By a 52 percent to 48 percent margin, respondents in a Bloomberg News survey said the Fed would ease policy this year through monetary tools or statement language. If the central bank acts, 59 percent said it would communicate that the federal funds rate, balance sheet or both will remain especially stimulative for a longer period or more specific amount of time.

Chairman Ben S. Bernanke and his colleagues are weighing the use of more untested policy tools after two rounds of bond buying totaling $2.3 trillion failed to spur sufficient economic growth and reduce unemployment below 9 percent. The Federal Open Market Committee holds its regular meeting today in Washington following the worst day for U.S. stocks since December 2008.

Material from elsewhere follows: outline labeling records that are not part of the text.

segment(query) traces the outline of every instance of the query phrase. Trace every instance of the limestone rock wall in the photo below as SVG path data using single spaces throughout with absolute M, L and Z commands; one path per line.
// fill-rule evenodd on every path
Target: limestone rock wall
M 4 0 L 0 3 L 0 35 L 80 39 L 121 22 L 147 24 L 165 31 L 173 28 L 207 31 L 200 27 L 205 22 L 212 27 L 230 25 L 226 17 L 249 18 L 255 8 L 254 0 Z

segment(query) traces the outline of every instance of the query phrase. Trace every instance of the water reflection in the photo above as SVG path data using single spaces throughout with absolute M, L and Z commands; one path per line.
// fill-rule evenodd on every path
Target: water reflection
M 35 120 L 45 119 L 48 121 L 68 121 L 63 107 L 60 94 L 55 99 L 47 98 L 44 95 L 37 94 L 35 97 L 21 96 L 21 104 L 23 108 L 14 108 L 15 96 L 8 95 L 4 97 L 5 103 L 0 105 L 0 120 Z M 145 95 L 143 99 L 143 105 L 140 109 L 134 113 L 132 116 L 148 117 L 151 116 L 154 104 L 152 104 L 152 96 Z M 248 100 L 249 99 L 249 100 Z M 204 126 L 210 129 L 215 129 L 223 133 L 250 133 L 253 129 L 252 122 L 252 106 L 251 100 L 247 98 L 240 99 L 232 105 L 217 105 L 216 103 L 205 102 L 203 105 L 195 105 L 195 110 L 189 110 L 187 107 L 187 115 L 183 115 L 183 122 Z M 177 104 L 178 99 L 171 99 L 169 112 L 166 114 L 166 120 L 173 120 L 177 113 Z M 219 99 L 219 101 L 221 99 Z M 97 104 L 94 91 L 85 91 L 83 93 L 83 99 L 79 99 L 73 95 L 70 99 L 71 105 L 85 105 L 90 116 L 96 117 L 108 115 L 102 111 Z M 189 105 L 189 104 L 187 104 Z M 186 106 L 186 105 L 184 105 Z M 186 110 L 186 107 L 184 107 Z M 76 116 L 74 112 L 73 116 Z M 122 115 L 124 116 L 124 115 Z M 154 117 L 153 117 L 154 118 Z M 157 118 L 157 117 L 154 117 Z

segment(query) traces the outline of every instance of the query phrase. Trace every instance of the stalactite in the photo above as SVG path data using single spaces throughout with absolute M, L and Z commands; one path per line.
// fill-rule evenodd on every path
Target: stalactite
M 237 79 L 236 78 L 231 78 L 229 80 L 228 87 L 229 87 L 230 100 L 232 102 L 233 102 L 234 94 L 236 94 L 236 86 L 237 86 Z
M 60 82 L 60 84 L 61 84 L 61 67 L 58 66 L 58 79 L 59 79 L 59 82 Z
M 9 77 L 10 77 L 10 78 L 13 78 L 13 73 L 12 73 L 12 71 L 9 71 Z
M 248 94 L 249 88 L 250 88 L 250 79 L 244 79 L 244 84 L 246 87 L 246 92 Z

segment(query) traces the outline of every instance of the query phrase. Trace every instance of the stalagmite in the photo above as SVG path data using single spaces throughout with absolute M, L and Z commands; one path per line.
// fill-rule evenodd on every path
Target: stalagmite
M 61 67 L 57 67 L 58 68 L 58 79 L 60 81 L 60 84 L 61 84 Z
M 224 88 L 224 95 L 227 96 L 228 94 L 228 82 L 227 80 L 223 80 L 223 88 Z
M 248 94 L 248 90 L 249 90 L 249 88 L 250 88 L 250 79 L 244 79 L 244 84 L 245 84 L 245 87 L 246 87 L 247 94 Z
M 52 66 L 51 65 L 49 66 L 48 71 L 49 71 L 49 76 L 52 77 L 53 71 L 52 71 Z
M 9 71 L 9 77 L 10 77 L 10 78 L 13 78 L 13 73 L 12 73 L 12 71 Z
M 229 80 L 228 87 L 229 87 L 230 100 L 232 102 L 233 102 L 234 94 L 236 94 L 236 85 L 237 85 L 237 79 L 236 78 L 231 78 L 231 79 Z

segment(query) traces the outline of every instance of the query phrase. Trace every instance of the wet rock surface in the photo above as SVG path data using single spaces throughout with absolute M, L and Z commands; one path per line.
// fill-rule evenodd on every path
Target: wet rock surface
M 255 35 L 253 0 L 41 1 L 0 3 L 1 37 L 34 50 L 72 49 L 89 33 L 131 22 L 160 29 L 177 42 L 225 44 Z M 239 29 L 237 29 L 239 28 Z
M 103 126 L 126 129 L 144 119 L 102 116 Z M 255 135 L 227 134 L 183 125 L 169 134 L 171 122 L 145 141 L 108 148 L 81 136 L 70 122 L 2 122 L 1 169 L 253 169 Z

"The odds of more dramatic action are higher," said Vincent Reinhart, a former chief monetary policy strategist at the Fed. "However, they might not want to be seen as responding so directly to equity prices," Reinhart said, adding that policy makers may wait to signal a new round of bond purchases until Bernanke gives a speech on Aug. 26 at a Fed conference at Jackson Hole, Wyoming. Reinhart is a resident scholar at the American Enterprise Institute in Washington.

Stay At Record

The FOMC began its meeting around 8 a.m. in Washington and plans to issue a statement at about 2:15 p.m. Julia Coronado, chief economist for North America for BNP Paribas in New York, said the central bank may say today the economic slowdown is persisting longer than expected. Policy makers may also say the Fed's securities portfolio will remain at a record for an "extended period" and replace shorter-term securities with longer maturities to reduce rates on longer-term debt, she said.

The Fed reiterated in June that the overnight interbank lending rate would be "exceptionally low" for an "extended period" and said the policy of reinvesting maturing securities to keep the balance sheet steady would be maintained, without saying how long.

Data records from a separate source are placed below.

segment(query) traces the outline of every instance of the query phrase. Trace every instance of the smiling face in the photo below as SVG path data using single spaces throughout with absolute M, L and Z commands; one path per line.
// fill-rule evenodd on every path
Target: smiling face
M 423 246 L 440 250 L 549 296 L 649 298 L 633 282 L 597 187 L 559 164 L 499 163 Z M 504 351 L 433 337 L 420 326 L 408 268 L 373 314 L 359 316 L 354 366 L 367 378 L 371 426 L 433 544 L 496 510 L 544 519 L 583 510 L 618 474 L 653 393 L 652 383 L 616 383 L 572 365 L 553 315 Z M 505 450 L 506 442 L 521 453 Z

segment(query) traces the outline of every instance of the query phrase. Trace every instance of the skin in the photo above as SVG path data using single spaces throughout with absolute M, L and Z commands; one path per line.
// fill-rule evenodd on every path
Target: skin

The "extended period" phrase means that the FOMC is at least two or three meetings away, or "significantly longer," from taking any action, Bernanke said at a June press conference.

Bernanke isn't scheduled to hold a press briefing today, unlike after the June 21-22 policy meeting. He holds news conferences only after two-day meetings, when the Fed releases updated economic forecasts. Forecasts are next scheduled for release after the Nov. 1-2 gathering. On such days, the Fed releases its announcement at around 12:30 p.m.